When he pitched the idea of doing the gospel in paper, it was a big gamble. He was leaving a permanent job to become a contractual TV host. “I had three kids that I had to feed with my papers. I had to invent my job,” he recalled in an interview with La Presse in 2000 when he retired from television.
The show was only produced for a season, but it was popular and repeatedly aired, and was syndicated in French-speaking countries in Europe and Africa. Using the same model, Mr. Lafortune then made similar shows about the Old Testament, the Catholic Church and world history.
He diversified by designing the 15 floats for the 1981 St-Jean-Baptiste parade, each inspired by a stanza from a poem by Gilles Vigneault.

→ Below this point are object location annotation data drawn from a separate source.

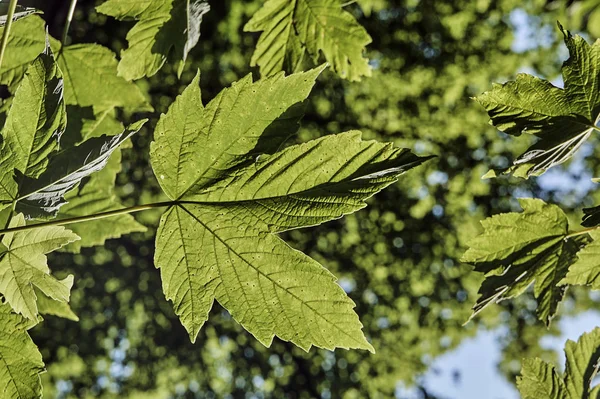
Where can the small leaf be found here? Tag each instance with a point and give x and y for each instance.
(97, 194)
(586, 271)
(20, 360)
(91, 80)
(217, 241)
(35, 122)
(540, 380)
(47, 305)
(518, 249)
(23, 266)
(591, 217)
(42, 197)
(563, 119)
(162, 25)
(20, 12)
(26, 41)
(294, 30)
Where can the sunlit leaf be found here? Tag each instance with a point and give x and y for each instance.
(35, 122)
(517, 250)
(23, 266)
(44, 196)
(162, 25)
(91, 79)
(295, 31)
(20, 360)
(541, 380)
(562, 119)
(217, 242)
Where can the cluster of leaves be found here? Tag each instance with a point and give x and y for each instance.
(217, 238)
(536, 247)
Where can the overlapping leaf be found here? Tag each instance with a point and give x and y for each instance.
(91, 80)
(162, 25)
(586, 271)
(23, 266)
(25, 43)
(34, 124)
(217, 241)
(520, 249)
(20, 361)
(562, 119)
(541, 380)
(296, 31)
(97, 194)
(20, 12)
(43, 196)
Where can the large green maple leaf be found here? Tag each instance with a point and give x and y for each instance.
(217, 241)
(517, 250)
(162, 25)
(541, 380)
(562, 118)
(295, 31)
(20, 360)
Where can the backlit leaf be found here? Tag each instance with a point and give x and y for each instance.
(217, 242)
(562, 119)
(44, 196)
(517, 250)
(20, 361)
(162, 25)
(540, 380)
(23, 266)
(296, 31)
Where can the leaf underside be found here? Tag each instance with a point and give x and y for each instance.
(517, 250)
(562, 119)
(217, 242)
(297, 31)
(541, 380)
(163, 26)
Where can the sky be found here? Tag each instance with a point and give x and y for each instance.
(476, 359)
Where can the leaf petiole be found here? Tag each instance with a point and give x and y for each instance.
(87, 218)
(11, 12)
(581, 232)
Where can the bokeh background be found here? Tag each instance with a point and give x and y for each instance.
(398, 259)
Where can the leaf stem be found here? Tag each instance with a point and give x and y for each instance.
(87, 218)
(11, 12)
(63, 40)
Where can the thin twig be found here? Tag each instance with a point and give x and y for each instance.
(87, 218)
(63, 41)
(11, 12)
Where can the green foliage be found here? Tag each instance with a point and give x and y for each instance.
(25, 43)
(562, 119)
(233, 182)
(297, 31)
(216, 241)
(91, 79)
(518, 249)
(36, 120)
(20, 12)
(162, 25)
(541, 380)
(23, 266)
(21, 360)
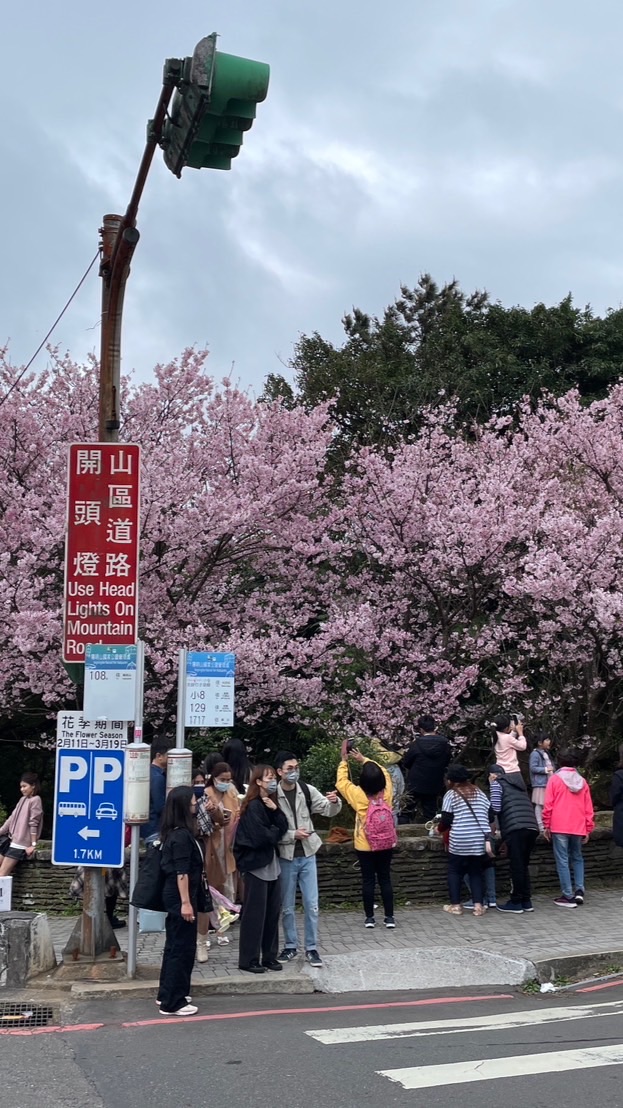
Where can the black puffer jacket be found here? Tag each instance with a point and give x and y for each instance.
(257, 834)
(426, 762)
(616, 798)
(517, 813)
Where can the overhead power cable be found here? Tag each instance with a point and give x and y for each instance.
(57, 320)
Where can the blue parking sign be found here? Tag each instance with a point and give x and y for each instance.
(89, 792)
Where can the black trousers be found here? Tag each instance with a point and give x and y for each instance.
(259, 921)
(376, 865)
(520, 844)
(177, 961)
(459, 865)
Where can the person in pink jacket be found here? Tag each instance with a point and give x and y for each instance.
(569, 819)
(509, 739)
(22, 829)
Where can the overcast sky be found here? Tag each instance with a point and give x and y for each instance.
(477, 139)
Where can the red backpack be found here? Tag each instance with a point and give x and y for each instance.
(380, 829)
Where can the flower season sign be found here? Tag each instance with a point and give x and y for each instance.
(101, 602)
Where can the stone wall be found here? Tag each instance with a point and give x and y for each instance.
(418, 870)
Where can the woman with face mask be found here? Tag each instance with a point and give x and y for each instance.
(259, 829)
(223, 803)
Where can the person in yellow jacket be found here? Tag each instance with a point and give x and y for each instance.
(375, 864)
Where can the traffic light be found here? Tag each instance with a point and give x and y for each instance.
(214, 104)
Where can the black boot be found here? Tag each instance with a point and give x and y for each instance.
(110, 905)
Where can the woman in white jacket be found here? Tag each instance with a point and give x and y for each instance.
(509, 739)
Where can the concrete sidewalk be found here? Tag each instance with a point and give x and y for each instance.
(428, 950)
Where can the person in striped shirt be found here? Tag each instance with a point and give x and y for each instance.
(467, 817)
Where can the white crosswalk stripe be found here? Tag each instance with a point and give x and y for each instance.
(488, 1069)
(339, 1036)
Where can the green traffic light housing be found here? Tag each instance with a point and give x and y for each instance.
(214, 104)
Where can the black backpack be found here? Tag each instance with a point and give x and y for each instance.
(150, 882)
(307, 794)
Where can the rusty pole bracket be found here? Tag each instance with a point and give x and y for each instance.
(118, 242)
(119, 237)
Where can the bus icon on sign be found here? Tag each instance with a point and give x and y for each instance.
(71, 808)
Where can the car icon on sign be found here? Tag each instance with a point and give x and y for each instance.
(106, 812)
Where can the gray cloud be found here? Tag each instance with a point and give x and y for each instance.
(471, 140)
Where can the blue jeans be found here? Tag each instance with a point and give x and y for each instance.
(299, 871)
(568, 857)
(489, 883)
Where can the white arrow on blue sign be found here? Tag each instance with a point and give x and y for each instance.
(89, 828)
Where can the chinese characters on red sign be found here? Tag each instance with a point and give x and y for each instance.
(101, 601)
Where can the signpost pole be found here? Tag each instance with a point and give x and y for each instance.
(133, 913)
(181, 698)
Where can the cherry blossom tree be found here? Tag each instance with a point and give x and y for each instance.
(456, 574)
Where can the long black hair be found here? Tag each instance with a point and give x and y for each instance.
(371, 779)
(32, 779)
(234, 753)
(177, 811)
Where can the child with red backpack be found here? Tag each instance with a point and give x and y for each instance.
(375, 830)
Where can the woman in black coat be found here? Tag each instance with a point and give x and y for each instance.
(183, 895)
(616, 800)
(262, 824)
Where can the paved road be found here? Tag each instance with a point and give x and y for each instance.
(399, 1050)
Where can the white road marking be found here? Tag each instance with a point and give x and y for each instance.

His last television project began in 1988 after he heard the story of an overweight boy who had killed himself because of the mockery he had to endure. It inspired Mr. Lafortune to create Parcelles de soleil (Parcels of Sunshine), a series where each week he met and chatted with a child who faced adversity, rejection or illness.
“I wanted to teach children to love each other with their differences, not despite of their differences,” he said.
He leaves his wife, Ms. Côté; their three children, François, Frédérique and Nathalie; seven grandchildren; and a great-granddaughter.